例えば、某ソフトウェア会社ではデジタルワークプレイスの導入によって全従業員の原則在宅勤務が可能になった。在宅勤務の環境では、仮想デスクトップやVPN、Microsoft Teams(『Microsoft Teans』商品紹介記事はこちら)の活用により、オフィスでの勤務時と何ら変わらない就業状況を再現できているという。コロナ禍における感染症予防対策としての効果はもちろん、通勤の手間暇を削減し、カフェや空港のラウンジといった環境でも仕事を進められる就業体制を実現した。

また、とあるメーカーでは、デジタルワークプレイス導入の結果「他地域に所在する支社と業務上のコラボレーションが活発になった」という効果を実感しているようだ。これまでは各支社がそれぞれ異なる業務プラットフォームを利用していたため、細かな仕様の違いなどによって連携を避ける傾向にあったのだが、共通のサービスを利用することでその弊害がなくなった。クラウド経由でのリアルタイムなドキュメント共有やMicrosoft Teamsを使ったバーチャルミーティングによって、円滑な交流が進んでいるという。

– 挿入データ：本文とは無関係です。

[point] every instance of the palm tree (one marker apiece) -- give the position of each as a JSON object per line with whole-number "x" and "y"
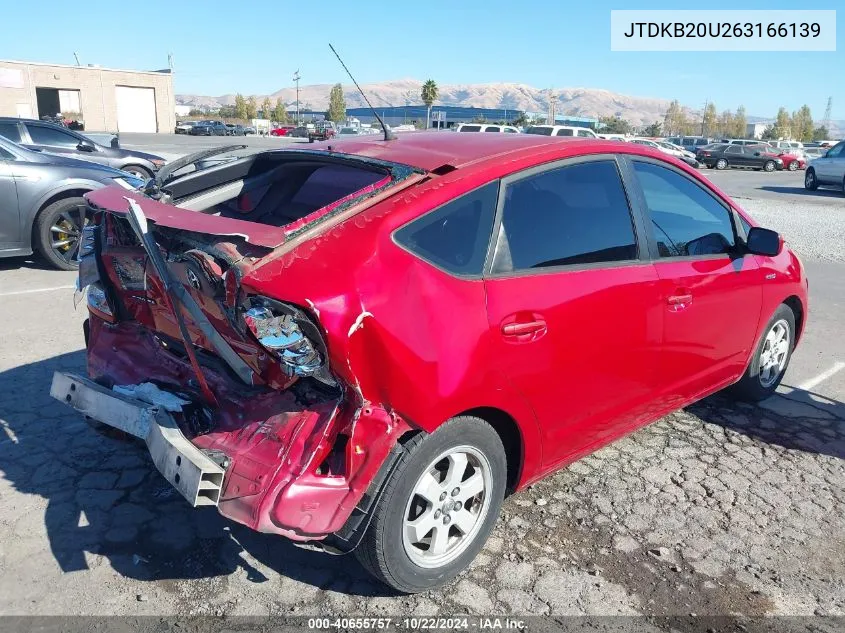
{"x": 429, "y": 96}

このように、デジタルワークプレイスの効果はさまざまなシチュエーションで発揮されており、今後も普及が進むことが予想される。それに伴い、関連製品の需要が加速することも考えられるだろう。実際、Kenneth Researchの調査では「世界のデジタルワークプレイス市場価値は、2022年の336億米ドルから2030年末までに1,233億米ドルに達する」と予測されている。新たなキーワード「デジタルワークプレイス」が日本でどのように普及していくのか、製品需要と共に見逃せない。